Russian Fine Arts
Russian fine arts is synonymous with magnificent galleries and world renowned artists. From the icon paintings of 11th century Kievan Rus' to the contemporary art of the 21st century, visitors are amazed to discover Russia's rich and dynamic art history and culture.
Zaporozhian Cossacks Writing a Letter to the Turkish Sultan (1880-1891)
An early form of Russian art, dating back over 1000 years, is icon painting. The Russian icon typically entails a sacred person or religious event, painted on a wood canvas.
The tradition of icon painting was adopted in Kievan Rus' following its conversion to Orthodox Christianity in 988 A.D. While early icons were painted to the strict models of Byzantine art, Russian masters including Andrei Rublev (1360s-1427), helped to develop a style unique to Eastern Europe.
This traditional Russian style, a nonrealistic stylization, continued unabated until the later half of the 17th century. It was at this time that artists, led by Simon Ushakov (1626-1686), began to experiment with fresh new styles from Western Europe. This innovation in Russian icon painting coincided with a split in the Russian Orthodox Church, in which the State Church adopted comprehensive reforms, while traditionalists or "Old Believers" held steadfast to tradition, including the traditional style of icon painting.
The most comprehensive collection of icon paintings can be found at the Tretyakov Gallery in Moscow. The collection includes priceless works dating from early Russian Christianity, all the way to the Stroganov School, the last major Russian icon movement which thrived in the late 16th and 17th centuries.
The Protestant and Catholic influence on Russian icon painting inevitably brought about the movement of classical painting as well. While Classical Art of Renaissance was long established in parts of Western Europe, it wasn't until 1757 when the Russian Academy of Arts was created in Saint Petersburg to instruct local artists on ancient and neoclassical styles.
A few early members of the esteemed academy include Dmitry Levitzky, Anton Losenko and Fyodor Rokotov, while notable classical painters of the early 19th century romantic era include Karl Briullov and Alexander Ivanov.

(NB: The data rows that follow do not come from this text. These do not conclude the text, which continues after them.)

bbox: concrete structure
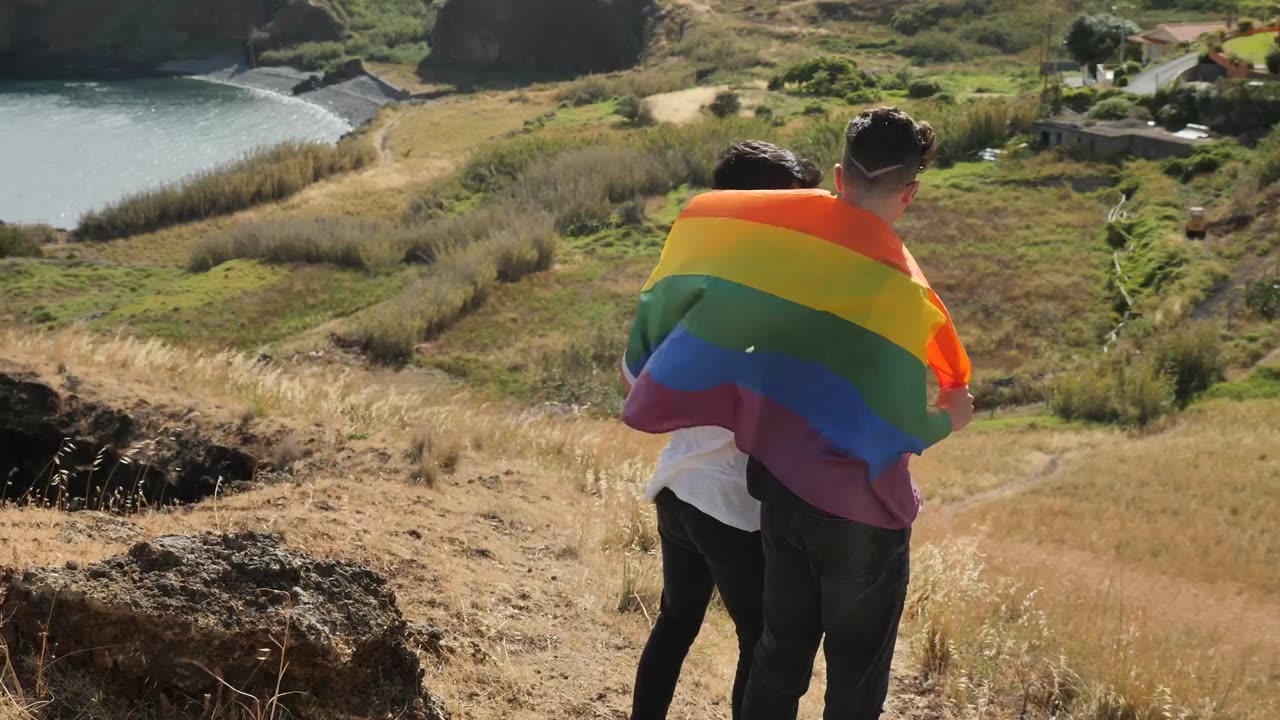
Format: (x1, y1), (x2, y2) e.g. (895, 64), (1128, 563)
(1035, 117), (1218, 160)
(1127, 21), (1230, 64)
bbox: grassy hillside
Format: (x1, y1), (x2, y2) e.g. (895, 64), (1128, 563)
(3, 1), (1279, 718)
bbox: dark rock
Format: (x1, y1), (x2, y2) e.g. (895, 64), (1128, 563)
(0, 0), (345, 70)
(262, 0), (344, 47)
(429, 0), (657, 74)
(292, 74), (323, 94)
(322, 57), (366, 86)
(1, 532), (448, 720)
(0, 371), (258, 511)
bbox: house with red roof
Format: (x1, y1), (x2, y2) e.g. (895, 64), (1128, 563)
(1128, 21), (1229, 64)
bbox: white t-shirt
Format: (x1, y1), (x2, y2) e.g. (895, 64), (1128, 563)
(624, 358), (761, 532)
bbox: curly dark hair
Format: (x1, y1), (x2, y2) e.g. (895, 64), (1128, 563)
(842, 107), (937, 190)
(713, 140), (824, 190)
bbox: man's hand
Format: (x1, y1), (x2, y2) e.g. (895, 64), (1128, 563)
(935, 386), (975, 433)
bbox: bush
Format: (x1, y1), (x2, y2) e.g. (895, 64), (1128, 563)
(615, 95), (655, 126)
(890, 0), (989, 36)
(258, 41), (348, 71)
(347, 209), (557, 363)
(1246, 275), (1280, 319)
(1161, 140), (1243, 180)
(1237, 18), (1256, 32)
(189, 217), (403, 272)
(754, 105), (774, 120)
(907, 78), (943, 98)
(1114, 76), (1129, 88)
(957, 17), (1039, 54)
(1149, 322), (1225, 405)
(0, 225), (46, 258)
(899, 32), (986, 64)
(708, 90), (742, 119)
(1048, 358), (1175, 426)
(1088, 96), (1136, 120)
(78, 138), (378, 241)
(1123, 60), (1143, 76)
(1268, 48), (1280, 75)
(555, 67), (695, 106)
(771, 56), (877, 99)
(931, 95), (1038, 165)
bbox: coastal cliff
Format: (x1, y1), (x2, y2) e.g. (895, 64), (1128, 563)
(429, 0), (657, 74)
(0, 0), (344, 73)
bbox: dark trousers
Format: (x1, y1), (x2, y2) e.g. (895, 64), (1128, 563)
(742, 483), (911, 720)
(631, 489), (766, 720)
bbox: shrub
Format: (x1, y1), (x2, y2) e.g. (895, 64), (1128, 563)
(259, 41), (348, 71)
(1268, 47), (1280, 74)
(708, 90), (742, 119)
(890, 0), (988, 36)
(0, 225), (44, 258)
(772, 56), (877, 99)
(555, 67), (695, 106)
(1114, 76), (1129, 88)
(615, 95), (655, 126)
(1057, 86), (1097, 113)
(957, 17), (1039, 54)
(1123, 60), (1143, 75)
(908, 78), (943, 98)
(1149, 322), (1225, 405)
(189, 217), (403, 272)
(1237, 18), (1256, 32)
(347, 209), (557, 363)
(931, 95), (1038, 165)
(754, 105), (774, 120)
(1048, 358), (1175, 426)
(77, 138), (378, 241)
(1246, 275), (1280, 319)
(899, 32), (986, 64)
(1088, 96), (1136, 120)
(1161, 140), (1243, 180)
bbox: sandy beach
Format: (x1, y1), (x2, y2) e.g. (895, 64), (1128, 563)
(157, 55), (404, 127)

Some of Russia's most notable artists and works of art come from the realist movement. A favorite style of the 19th century, Russian realist painters accurately illustrated portraits of their contemporaries, historical genre scenes (like the Repin painting above), as well as magnificent landscapes typical to the Russian Empire.
While some artists stuck to portraits and depictions of aristocracy, many others started to produce works of Russian peasantry and their suffering. This type of critical realism, which flourished in 19th century Russia under Alexander II, later became a model imitated by "Socialist Realist" artists of the Soviet Union.
As in all forms of painting, there is a transitional period which incorporates styles from two or more different movements. Such was the case in the transition from realist painting to the modern art of avant-garde. Russian painters including Boris Kustodiev, Kuzma Petrov-Vodkin, Nicholas Roerich and Mikhail Vrubel developed their own unique styles that did not definitively fit into one movement or the other.
Not so much a distinctive movement, Russian avant-garde describes a myriad of modern art forms including constructivism, futurism, neo-primitivism, rayonism, and suprematism amongst others.
- constructivism - refers specifically to a group of artists who sought to move beyond the autonomous art object, extending the formal language of abstract art into practical design work.
- futurism - a social and artistic philosophy established by Filippo Tommaso Marinetti in which artists glorified all that was modern, industrial and technologically advanced by striving to depict the "universal dynamism" they perceived around them.
- neo-primitivism - movement that took its name from Aleksander Shevchenkos Neo-primitivizm (1913), which describes a crude style of painting based on the conventions of traditional Russian art forms such as the lubok, the icon, and peasant arts and crafts.
- rayonism - a short-lived, but important step in Russian abstract art, Rayonists sought an art that floated beyond abstraction, outside of time and space, by using dynamic rays of contrasting color, representing lines of reflected light.
- suprematism - an art movement focused on fundamental geometric forms (in particular the square and circle), in different colors, without any obvious sense.
Russian avant-garde thrived from the late 19th century all the way until the Stalin's rise to power. By 1932, restrictions were imposed on what artists could paint, with a direction towards socialist realism as opposed to modern art.
While theoretically, Soviet art would include everything post-revolutionary, the true era of Soviet art (unified associations of artists organized to serve state interest), never really started until 1932. With the establishment of the Moscow and Leningrad Union of Artists in August 1932, officially approved art was now required to follow the doctrine of Socialist Realism.
While strict socialist realism was the prominent style early on, many artists eventually incorporated new, innovate technique in the latter years of Soviet art. Despite this innovation, restrictions on what artists could paint were never really abandoned until the late 1980s.